Search code examples
c#windowswinformsunicodeglyph

Unicode glyphs not combined properly on Windows Forms


Problem: Javanese Script (using Google's Noto Sans Javanese font) rendered and "combined" properly on HTML, but not on Windows Forms Application (C# .NET, Visual Studio 2017).

Edit: My computer uses Windows 7, 64-bit.

Noto Sans Javanese direct download link (.zip)


Glyphs Used

There are many cases to show that the glyphs are not combined properly, but here's one example I used:

  1. JAVANESE LETTER NA, U+A9A4, #43428;
  2. JAVANESE PANGKON, U+A9C0, #43456;
  3. JAVANESE LETTER TA, U+A9A0, #43424;
  4. JAVANESE VOWEL SIGN PEPET, U+A9BC, #43452;

Javanese Script Unicode Specification direct download link (.pdf)


Correct/desired behaviour

Four of these glyphs should be "combined", becoming one character

HTML code:

<html>
<head>
    <meta charset="utf-8">
    <style>
    .javanese {
    font-family: "Noto Sans Javanese";
    font-size: 66px;
    }
    </style>
</head>
<body>
    <div class="javanese">ꦤ꧀ꦠꦼ</div>
    <div class="javanese">&#43428;&#43456;&#43424;&#43452;</div>
</body>
</html>

HTML result:

Correct rendering of Javanese Script on HTML


Incorrect rendering on Windows Forms (C# .NET)

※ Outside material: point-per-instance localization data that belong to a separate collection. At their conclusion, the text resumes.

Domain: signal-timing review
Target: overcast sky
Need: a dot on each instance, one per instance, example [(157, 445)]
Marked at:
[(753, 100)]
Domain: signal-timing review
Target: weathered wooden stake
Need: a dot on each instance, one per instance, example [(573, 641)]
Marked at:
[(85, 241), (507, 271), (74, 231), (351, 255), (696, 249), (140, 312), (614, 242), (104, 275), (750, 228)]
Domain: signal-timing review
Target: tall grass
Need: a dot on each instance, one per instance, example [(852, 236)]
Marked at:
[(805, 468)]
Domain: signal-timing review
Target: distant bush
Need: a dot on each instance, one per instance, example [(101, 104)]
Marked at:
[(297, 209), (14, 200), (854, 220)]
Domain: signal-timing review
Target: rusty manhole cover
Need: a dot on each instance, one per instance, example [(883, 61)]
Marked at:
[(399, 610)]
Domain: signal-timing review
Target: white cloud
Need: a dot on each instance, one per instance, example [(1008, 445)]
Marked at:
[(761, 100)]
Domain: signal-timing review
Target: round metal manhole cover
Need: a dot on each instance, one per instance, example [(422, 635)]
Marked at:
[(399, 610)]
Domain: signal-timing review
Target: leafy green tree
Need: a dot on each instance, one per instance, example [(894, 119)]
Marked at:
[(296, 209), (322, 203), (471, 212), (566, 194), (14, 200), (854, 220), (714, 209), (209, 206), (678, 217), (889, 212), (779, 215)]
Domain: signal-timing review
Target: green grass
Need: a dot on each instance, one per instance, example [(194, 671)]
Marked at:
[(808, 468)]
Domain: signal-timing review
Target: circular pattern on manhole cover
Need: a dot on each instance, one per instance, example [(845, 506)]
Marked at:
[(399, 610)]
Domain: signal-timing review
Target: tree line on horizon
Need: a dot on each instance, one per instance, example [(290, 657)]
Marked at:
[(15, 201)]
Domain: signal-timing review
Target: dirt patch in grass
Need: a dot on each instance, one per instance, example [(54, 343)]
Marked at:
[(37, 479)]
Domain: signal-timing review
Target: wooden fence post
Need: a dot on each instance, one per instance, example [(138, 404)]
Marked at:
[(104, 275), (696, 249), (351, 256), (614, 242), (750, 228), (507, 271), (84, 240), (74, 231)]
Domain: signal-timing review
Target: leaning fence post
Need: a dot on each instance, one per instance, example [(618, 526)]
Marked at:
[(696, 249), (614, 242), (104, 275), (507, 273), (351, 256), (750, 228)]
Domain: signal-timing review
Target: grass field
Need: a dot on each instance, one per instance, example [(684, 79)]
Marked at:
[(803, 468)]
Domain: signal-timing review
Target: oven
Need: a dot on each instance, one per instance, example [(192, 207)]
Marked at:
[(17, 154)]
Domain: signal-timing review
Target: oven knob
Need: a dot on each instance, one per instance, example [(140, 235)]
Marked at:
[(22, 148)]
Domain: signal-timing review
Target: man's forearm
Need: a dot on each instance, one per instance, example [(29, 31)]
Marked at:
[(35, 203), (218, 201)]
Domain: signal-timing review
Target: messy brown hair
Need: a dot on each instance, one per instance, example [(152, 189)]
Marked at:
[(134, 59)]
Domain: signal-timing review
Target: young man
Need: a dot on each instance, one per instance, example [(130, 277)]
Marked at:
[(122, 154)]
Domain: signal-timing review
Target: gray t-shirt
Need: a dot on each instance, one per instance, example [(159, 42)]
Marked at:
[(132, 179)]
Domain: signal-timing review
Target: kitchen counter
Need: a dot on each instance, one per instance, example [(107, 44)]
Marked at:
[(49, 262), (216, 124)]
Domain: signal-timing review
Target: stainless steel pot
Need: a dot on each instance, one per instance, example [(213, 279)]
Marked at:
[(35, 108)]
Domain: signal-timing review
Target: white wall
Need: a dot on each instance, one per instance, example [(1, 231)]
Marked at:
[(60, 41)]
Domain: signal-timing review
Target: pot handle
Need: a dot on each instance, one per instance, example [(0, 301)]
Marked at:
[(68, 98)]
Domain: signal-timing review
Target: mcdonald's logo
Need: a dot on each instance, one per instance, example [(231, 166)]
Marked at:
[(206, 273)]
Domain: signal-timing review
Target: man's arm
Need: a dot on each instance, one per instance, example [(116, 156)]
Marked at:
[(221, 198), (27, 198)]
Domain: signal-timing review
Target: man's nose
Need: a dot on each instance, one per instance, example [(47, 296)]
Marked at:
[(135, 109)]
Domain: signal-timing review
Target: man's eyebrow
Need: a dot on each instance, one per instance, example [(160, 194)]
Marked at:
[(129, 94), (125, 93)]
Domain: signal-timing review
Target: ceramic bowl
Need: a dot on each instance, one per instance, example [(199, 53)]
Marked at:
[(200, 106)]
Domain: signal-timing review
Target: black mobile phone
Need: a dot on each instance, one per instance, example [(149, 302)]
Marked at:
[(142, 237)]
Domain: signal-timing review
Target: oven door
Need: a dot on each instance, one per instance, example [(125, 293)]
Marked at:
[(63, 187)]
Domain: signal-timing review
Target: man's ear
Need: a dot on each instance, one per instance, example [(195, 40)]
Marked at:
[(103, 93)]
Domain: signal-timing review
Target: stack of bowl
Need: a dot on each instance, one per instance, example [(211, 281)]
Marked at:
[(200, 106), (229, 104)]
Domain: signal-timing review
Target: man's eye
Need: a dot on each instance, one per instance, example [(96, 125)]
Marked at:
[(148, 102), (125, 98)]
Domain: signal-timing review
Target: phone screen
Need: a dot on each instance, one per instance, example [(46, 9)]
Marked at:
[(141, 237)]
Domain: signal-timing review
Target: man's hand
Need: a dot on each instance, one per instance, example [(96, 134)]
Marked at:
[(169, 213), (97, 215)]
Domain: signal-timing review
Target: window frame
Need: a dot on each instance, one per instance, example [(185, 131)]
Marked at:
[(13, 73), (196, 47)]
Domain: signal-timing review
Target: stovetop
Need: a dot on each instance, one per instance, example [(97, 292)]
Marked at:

I am using Visual Studio 2017 Community, creating a Windows Forms Desktop Application.
Label components are using the "Noto Sans Javenese" font.

C# code:

namespace WindowsFormsApp1
{
    public partial class Form1 : Form
    {
        public Form1()
        {
            InitializeComponent();

            this.label1.Text = "\uA9A4\uA9C0\uA9A0\uA9BC";
            this.label2.Text = "ꦤ꧀ꦠꦼ"; // Copied from HTML

            // this one is rendered correctly
            // Thai character "ko kai" (U+0E01) and combining characters "mai tho" (U+0E49).
            this.label3.Text = "\u0E01\u0E49\u0E49\u0E49\u0E49\u0E49\u0E49\u0E49\u0E49";
        }
    }
}

C# result:

Incorrect rendering of Javanese script on Windows Form Application


Questions

  1. What is the reason of this behavior? Can someone explain?
  2. What should I do to make the Javanese script "combined" correctly on Windows Form Application?

Thank you very much!


Solution

  • I have gotten few options and insights to help resolve this problem. Apparently, this is only a problem with Windows Forms on Windows 7.

    So far, my options are:

    1. Switch to WPF Application (best option, in my opinion)
    2. Use WPF Composite Control inside Windows Forms
    3. Render as bitmap using third-party libraries, for example: HarfBuzz

    Here are the sources, credits goes to all respective authors:


    1. cheong00 posted a great explanation on a MSDN Thread:

    Since Win7 has Unicode 5.1 support only and the character \uA9A4 falls in Unicode 5.2 range, the GDI+ text rendering function may not be able to handle the glyph hints correctly. (I'm not expert on i18n issues, so don't know whether special glyph hint support is needed)

    Since IE and other web browsers such as Chrome and Firefox all comes with their own font rendering engine, they're not subject to GDI+ rendering limitations.

    Btw, also tested setting "UseCompatibleTextRendering" to true does not help either.

    On the other hand, WPF forms does render the text correctly. So consider changing it to WPF application, or replace necessary controls with WinForm hosted WPF controls.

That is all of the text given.